Whoever happens to be reading this, please forgive the morbid tone. I’m only like that sometimes. Sometimes…. Sometimes is probably a good word for me. I’m like everything, “sometimes.” I go from happy to sad, sad to furious in a manner of minutes. It’s not that I’m bi-polar or anything; I’m just weird like that. I have a large group of friends, but I hate most of them, so it’s null. I do have good friends though. I may be a loner, but not that much of one. I’m about 5’9”, brown eyes, brown hair streaked with blonde. I’m on the swim team, so I’m slim, but have enough muscle on me to be called strong, at least for my size. I’ve never considered myself particularly good-looking, but my only problems with girls are social awkwardness and a complicated personality. So… yeah, I’m hopeless. I’ve always been angry, a little chaotic, a little violent. I’ve avoided fights best I can, but sometimes I slip a little. I’ve hurt some people, and gotten hurt myself. I’m goddamn smart, but not the smartest of my friends, the school, or anything like that. My closest friend prefers that I refer to him as “That Motherfucking Bastard,” and I like to joke that we have terminal laziness, because we don’t try at anything. We know it’s going to end up badly, but we don’t care. So yeah, that’s me. My name is Zeta. Not really, but it’s what I’m called, and there’s a big, fancy Z on my belt. Since I’d rather not reveal any real names, it’ll work. It’s seven in the Greek numeral system, and my superpower is– well, I’ll tell you later. It’s not important right now. What is important is that, right now I have no powers, and I’m desperately running away from a vaguely humanoid mass of fire screaming obscenities. Just kidding. Right now, I’m writing this journal to tell what happened to me– to us. You see, my friends and I are special. And not in a short bus way. We can do things most people can’t. We’re metahumans. Metahumans. The Heroes. The fucking, goddamn Heroes. Though the first showed up at the beginning of 2016, for us, it started March 4th, 2020.

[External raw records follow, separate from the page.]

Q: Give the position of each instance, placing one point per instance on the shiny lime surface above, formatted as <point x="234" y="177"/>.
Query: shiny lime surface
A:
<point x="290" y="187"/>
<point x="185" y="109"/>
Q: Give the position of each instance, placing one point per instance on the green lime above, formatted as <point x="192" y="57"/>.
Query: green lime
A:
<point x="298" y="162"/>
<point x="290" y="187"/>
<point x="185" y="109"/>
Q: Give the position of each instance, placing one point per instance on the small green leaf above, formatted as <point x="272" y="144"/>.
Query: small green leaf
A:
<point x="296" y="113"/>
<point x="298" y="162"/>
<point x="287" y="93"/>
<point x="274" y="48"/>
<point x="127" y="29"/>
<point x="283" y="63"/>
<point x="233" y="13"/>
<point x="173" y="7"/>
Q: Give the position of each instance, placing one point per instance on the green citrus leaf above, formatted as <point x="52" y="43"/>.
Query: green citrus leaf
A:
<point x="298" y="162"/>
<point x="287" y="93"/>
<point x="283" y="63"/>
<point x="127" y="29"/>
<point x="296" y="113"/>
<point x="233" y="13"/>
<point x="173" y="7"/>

It started out a normal day. It always does. In every metahuman trigger event, nobody ever says, “When I woke up, I decided to slightly deviate from my normal routine and throw myself into a pot of acid.” Wonder why that happens. So, yeah. I went to school, said hi to my friends, slept through my first few classes, and went to lunch. I was eating at a table with three other people. There was me, That Motherfucking Bastard, another old bud of mine, and a friend of a friend. I’m telling you all this, not because it’s particularly important, but to give you an idea of the setting. Me, my close friend, an old friend, and practically a stranger. That’s how it was, right before my old friend, and my life, went nuclear.

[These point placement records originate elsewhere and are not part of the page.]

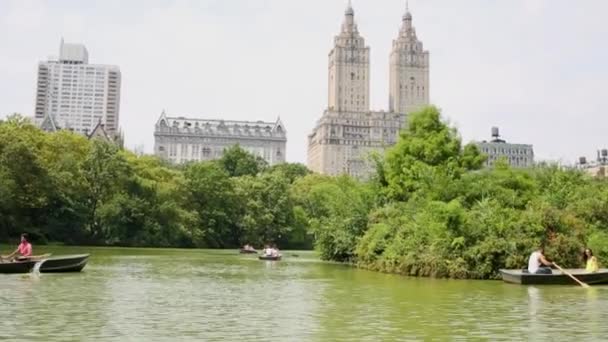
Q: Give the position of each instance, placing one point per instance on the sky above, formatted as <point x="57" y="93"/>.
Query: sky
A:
<point x="537" y="69"/>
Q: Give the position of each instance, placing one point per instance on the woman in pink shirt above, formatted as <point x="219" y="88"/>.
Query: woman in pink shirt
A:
<point x="23" y="251"/>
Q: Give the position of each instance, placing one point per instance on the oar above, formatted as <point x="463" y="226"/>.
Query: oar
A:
<point x="571" y="276"/>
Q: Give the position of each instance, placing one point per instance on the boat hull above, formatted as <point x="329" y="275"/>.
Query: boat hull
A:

I’ve known the old friend since middle school. He’s considerably shorter than me, with more fat than muscle. Not really overweight, but by no means lean. As long as I’ve known him, he’s been prone to anger problems. He’s normally a chill guy, but whenever someone pisses him off, he turns all red, and goes all “HULK SMASH!” Not literally, of course. But seriously, he’s flipped tables, and made people twice his size kiss his boot. Dead serious. He’s almost as bad as me. Almost. So, when the friend of a friend insulted his height, TMB and I turned around and ran a few steps away. That’s probably what saved our lives.